I personally would like to be seen by someone other than the three people who share my house – even if that means I have to wear pants with zippers and shoes with laces. I want to talk about the dumb things I bought on the weekend, the type of conversation that often meanders to somewhere important. It might lead to colleagues opening up to each other about their kids’ mental health, or their own struggles. Or it might just lead to a conversation about Bennifer. Nothing wrong with that.
Workplace gossip also serves the purpose of letting you really know what’s going on at head office. Official communications from a company’s leadership serve a role, but most workplaces require a team effort to understand their true meaning, in the way that Soviets of old would parse diktats from the Politburo. These in-person interactions are the very reason that offices have nooks, for huddling and decrypting.
If the word “huddling” causes you to have prickles down your spine, consider that many employers are hard at work figuring out how we can safely congregate again. Those measures include improved ventilation and air filtration, and spacing desks farther apart. You might still need to wear a mask when you meet in the corridors to discuss the latest celebrity romance. It’s okay, though. Bennifer may be fleeting, but work friends are forever.

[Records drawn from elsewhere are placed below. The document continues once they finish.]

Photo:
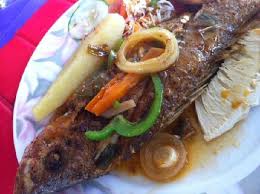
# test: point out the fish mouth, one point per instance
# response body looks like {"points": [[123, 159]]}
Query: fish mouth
{"points": [[61, 156]]}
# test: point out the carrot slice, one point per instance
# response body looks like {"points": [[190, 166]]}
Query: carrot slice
{"points": [[118, 87], [114, 90]]}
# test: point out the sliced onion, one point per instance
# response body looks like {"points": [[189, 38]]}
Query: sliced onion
{"points": [[160, 63], [163, 157], [124, 106]]}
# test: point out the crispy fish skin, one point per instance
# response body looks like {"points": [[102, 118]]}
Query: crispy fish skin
{"points": [[61, 156]]}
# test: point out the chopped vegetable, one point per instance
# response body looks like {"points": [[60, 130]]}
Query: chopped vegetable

What else we’re thinking about:
We may think we’re enlightened on issues of mental health, but it’s still rare and brave for someone to speak up (and pay the price) as tennis player Naomi Osaka did when she opened up about her struggles with anxiety and depression. The world’s number two seeded women’s player said she wouldn’t take part in some news conferences at the French Open, and in the hubbub that followed decided to pull out of the tournament altogether. I’ve covered a lot of news conferences, and let me tell you, they are not fonts of wisdom and inspiration. In The New York Times, Kelli Maria Korducki wrote a very smart piece about how women are finally putting a limit on the energy and ambition they expend just to please and benefit others. Her conclusions don’t just apply to the world of championship tennis.